Prereqs: Instructor Permission Required
CS 488 Applied Data Science with Python (3 credits)
Joint-listed with CS 588
The course introduces students to tools and libraries that are commonly used for managing the various phases in the life cycle of data science projects. The course begins with a review of the fundamentals of Python programming. The data engineering theme presents techniques for data collection, exploration, and visualization. Model engineering pipelines are studied next, including topics related to model design, selection, and evaluation for image processing, natural language processing, and time series analysis. The course theme on Data Science Operations (DSOps) encompasses techniques for model serving, performance monitoring, diagnosis, and reproducibility of projects deployed in production. Throughout the course, students will gain hands-on experience with various Python libraries for data science workflow management. Additional work is required for graduate credit. Typically Offered: Fall.
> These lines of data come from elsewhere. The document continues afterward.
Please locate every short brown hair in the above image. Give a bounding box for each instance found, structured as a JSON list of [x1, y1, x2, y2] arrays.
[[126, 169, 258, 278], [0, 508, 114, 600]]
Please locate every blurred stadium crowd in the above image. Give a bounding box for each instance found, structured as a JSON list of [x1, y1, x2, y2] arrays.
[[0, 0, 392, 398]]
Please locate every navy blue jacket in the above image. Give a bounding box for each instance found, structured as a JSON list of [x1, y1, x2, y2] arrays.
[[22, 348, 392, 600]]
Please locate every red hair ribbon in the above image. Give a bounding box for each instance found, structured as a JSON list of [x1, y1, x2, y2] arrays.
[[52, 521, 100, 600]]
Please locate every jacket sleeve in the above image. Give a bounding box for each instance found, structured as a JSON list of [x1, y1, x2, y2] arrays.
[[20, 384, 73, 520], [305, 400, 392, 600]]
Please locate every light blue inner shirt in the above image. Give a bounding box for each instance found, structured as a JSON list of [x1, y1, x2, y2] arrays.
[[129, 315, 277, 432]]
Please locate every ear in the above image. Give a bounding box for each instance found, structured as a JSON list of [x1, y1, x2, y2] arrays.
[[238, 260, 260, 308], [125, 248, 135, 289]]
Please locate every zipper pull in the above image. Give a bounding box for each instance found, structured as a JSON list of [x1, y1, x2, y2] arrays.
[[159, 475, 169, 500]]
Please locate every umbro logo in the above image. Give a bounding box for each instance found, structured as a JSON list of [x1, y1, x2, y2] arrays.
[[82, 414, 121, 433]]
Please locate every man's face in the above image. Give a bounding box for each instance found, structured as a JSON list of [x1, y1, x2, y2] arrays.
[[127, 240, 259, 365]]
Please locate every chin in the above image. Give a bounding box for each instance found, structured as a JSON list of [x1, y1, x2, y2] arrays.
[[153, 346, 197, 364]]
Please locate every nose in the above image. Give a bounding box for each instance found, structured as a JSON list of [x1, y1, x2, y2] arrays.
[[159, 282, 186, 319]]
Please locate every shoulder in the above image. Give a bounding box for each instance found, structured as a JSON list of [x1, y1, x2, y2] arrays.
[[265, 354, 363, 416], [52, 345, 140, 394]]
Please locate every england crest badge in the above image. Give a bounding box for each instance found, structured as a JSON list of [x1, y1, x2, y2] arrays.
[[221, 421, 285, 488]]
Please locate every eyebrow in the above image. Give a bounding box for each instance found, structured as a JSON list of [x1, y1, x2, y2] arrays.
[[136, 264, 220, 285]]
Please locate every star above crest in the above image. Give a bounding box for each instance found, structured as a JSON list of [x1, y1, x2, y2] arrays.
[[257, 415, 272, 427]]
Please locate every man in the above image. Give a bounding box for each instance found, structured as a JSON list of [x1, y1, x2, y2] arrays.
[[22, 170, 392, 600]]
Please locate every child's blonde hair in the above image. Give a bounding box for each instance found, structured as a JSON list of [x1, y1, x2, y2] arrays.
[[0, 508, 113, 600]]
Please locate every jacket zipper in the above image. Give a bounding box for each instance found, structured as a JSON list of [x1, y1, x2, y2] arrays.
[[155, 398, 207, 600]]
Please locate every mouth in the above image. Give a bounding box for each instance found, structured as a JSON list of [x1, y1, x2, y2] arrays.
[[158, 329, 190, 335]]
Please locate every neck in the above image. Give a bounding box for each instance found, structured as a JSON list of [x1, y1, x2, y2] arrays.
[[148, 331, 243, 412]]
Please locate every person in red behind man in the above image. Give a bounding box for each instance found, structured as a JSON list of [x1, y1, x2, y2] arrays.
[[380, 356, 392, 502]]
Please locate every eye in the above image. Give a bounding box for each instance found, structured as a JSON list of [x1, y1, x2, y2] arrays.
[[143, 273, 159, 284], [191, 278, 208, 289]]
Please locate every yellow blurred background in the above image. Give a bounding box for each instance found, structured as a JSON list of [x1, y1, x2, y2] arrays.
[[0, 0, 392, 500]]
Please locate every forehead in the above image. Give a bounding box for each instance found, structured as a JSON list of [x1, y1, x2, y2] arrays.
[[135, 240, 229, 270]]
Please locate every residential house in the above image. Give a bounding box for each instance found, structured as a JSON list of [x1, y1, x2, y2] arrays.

Prereqs: CS 212 Practical Python or Instructor Permission
CS 489 Semantic Web and Open Data (3 credits)
Joint-listed with CS 589
The Semantic Web extends the core principles of the World Wide Web to make the meaning of data machine-readable. This course covers the technological framework and associated functionalities enabled by the Semantic Web and Linked Open Data that provide a space for large scale data integration, reasoning and analysis. In this course students will learn: an ability to understand and describe the fundamental concepts in Semantic Web, such as ontology, RDF, OWL, logic reasoning, ontology engineering, knowledge graph, Linked Data, SPARQL, Open Data, as well as the inter-relationships among those concepts; an ability to design and implement domain-specific solutions for Big Data problems using concepts such as ontology engineering, data querying, analysis, and transformation, and output generation; an ability to describe and apply ethical concepts such as privacy, intellectual property, and responsibility as they relate to data analysis and the Semantic Web. Students will also develop leadership and teamwork abilities through group projects. Additional work required for graduate credit.
CS 499 (s) Directed Study (1-16 credits)
Credit arranged
CS 500 Master's Research and Thesis (1-16 credits)
Credit arranged
CS 501 (s) Seminar (1-16 credits)
Credit arranged
CS 502 (s) Directed Study (1-16 credits)
Credit arranged
CS 504 (s) Special Topics (1-16 credits)
Credit arranged
CS 505 (s) Professional Development (1-16 credits)
Credit arranged
CS 507 Computer Science and Cyber Research Methods (3 credits)
Cross-listed with CYB 507
This course introduces graduate students to approaches, methods, techniques, tools, and legal and ethical rules and regulations for planning, designing, performing, evaluating, and reporting computer science and cybersecurity research and results. In this course, students should gain the needed knowledge and skills to be able to: (1) Identify appropriate publication venues and adequately perform related literature searches; (2) Critically read and interpret related research questions, methods, experiments, and results; (3) Develop a scientific research question; (4) Develop a research plan with corresponding research hypothesis and hypothesis testing experiments; (5) Analyze research experiment results; (6) Present research and results to a variety of audiences in written and oral form; (7) Identify applicable laws, such as human subjects research and conflicts of interest regulations, and ethical and non-ethical behaviors in the conduct of research.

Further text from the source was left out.